The idea of incremental housing is not that new, indeed, even in Chile, the city of Constitución was a beneficiary of the notion when 80% of its buildings were destroyed in one of the biggest earthquakes ever recorded hit the city back in 2010. Elemental, the organisation tasked with rebuilding the city needed to overcome the issue of space. Traditionally, social housing units were to be no more than 40 square metres and should cost no more than $10,000 to construct. Elemental decided that incremental housing would be the answer. With support from national and local government, they set about constructing houses that were exactly 40 square metres in size, but with one difference to other similar dwellings: only half of the house was completed. The half that was finished comprised a living area, a kitchen and bathroom, all connected to power, water and sewage. The other half was just a shell that the owners could finish with materials sourced and paid for by themselves and built with the help of the community, family and friends.
Valparaiso, Chile
The idea became very popular. It was a quick way to solve the city of Constitución’s pressing problem, that thousands of its citizens were now homeless, it fitted the criteria for social housing set out by the government as the houses were small and cheap, and it empowered people to, literally, make new homes for themselves in the aftermath of a terrible tragedy. This has continued to be a trend in Chile, with social housing being built to higher standards, living conditions for Chile’s 13.7% living below the poverty line improving and the number of people living without the necessary infrastructure decreasing year on year.

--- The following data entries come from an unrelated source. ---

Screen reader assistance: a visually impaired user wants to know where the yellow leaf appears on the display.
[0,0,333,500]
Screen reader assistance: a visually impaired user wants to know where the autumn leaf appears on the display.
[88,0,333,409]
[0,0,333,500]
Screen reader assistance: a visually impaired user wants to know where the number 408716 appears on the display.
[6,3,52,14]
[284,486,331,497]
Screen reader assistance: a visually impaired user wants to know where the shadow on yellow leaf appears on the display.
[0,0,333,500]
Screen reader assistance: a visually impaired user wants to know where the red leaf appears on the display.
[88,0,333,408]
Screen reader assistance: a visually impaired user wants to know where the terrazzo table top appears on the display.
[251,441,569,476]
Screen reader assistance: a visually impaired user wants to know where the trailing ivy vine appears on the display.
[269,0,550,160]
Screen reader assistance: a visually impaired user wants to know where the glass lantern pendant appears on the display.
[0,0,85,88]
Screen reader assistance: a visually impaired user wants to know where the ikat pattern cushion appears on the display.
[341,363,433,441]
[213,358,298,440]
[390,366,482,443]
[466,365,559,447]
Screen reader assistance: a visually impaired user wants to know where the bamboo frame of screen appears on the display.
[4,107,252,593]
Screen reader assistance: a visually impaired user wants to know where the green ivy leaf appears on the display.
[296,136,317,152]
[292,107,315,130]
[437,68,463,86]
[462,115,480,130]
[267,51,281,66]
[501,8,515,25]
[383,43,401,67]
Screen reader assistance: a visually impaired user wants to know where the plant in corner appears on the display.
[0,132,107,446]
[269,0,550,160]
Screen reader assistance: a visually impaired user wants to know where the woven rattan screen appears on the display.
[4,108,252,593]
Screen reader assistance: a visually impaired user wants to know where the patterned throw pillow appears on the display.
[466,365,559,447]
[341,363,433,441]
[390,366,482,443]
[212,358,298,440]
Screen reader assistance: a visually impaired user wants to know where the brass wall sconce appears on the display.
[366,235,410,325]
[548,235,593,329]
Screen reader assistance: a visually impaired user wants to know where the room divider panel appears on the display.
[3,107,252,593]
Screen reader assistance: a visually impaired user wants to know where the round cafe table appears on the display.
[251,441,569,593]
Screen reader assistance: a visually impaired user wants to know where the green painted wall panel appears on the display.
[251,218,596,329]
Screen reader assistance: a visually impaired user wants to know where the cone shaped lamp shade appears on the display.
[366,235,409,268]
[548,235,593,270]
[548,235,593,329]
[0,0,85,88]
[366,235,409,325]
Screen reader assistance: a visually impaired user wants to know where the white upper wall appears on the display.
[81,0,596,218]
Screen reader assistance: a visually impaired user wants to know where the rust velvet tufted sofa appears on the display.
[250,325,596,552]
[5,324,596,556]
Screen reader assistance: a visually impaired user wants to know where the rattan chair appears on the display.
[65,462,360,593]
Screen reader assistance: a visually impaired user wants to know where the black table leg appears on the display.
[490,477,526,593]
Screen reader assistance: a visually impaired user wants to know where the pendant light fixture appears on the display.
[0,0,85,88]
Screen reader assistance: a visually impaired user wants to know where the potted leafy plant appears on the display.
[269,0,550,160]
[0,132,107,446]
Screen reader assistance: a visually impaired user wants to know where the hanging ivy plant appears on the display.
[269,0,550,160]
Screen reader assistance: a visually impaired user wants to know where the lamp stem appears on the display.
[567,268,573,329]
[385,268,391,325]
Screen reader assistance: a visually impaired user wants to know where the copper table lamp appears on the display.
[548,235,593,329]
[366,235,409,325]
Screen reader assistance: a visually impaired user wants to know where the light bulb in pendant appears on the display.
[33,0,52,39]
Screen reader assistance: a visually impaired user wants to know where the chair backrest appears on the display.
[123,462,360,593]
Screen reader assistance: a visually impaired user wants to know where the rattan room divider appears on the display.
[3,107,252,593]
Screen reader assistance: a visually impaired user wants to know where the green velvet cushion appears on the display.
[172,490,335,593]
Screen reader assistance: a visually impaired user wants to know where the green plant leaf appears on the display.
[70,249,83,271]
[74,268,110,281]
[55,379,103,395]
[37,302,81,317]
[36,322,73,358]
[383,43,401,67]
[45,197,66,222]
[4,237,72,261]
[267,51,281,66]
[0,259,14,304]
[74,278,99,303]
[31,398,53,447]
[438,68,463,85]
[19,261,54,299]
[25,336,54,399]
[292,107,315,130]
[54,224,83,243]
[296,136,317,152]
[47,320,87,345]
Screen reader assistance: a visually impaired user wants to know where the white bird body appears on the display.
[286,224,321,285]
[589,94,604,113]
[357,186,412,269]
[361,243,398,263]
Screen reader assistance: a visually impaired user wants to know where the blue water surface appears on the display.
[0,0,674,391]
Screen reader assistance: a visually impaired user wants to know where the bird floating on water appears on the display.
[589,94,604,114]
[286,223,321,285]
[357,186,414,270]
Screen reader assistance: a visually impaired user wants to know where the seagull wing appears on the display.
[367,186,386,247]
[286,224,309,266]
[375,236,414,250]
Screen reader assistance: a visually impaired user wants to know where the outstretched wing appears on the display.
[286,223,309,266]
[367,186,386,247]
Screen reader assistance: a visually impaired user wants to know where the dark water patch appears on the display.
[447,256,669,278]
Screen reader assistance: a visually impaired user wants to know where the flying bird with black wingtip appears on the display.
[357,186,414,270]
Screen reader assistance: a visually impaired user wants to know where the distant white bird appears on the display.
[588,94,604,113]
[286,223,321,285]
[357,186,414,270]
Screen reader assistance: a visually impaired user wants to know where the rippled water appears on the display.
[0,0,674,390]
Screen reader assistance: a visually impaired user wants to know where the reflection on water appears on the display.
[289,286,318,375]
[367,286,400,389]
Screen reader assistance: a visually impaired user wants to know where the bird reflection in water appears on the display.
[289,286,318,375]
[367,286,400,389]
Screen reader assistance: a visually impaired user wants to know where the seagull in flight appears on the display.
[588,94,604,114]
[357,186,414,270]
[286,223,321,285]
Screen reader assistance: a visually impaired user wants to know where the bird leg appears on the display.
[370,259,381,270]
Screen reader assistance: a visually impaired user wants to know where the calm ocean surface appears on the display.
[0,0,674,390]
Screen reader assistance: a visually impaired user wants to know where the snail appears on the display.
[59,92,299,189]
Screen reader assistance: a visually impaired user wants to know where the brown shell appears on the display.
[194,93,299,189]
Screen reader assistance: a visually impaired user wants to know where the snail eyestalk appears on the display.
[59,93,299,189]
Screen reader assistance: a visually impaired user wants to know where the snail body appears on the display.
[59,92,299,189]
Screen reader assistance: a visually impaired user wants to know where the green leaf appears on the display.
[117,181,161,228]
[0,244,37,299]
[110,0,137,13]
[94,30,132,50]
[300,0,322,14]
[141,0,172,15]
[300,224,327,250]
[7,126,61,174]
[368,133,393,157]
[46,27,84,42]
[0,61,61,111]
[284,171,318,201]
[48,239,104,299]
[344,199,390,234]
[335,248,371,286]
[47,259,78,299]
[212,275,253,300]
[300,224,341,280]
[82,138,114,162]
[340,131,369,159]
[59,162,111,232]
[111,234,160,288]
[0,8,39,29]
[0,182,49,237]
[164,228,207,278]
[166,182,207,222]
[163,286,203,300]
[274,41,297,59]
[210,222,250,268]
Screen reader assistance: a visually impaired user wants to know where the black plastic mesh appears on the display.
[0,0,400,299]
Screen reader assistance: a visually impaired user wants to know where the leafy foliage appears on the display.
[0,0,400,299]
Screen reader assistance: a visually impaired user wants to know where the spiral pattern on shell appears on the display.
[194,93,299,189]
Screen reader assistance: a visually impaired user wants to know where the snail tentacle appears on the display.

This is surely a model for others to copy around the world. There have already been well-documented examples of incremental building in Thailand, India, Brazil and, perhaps most famously, in Bogota, Colombia. This is public-private partnership in its most simple and elemental form, with the government literally supplying half of the house and the owners the other. Many social investors have also seen the potential in schemes in which people have an active role in their well-being and private sector capital is being funneled into incremental housing projects the world over, and long may it continue.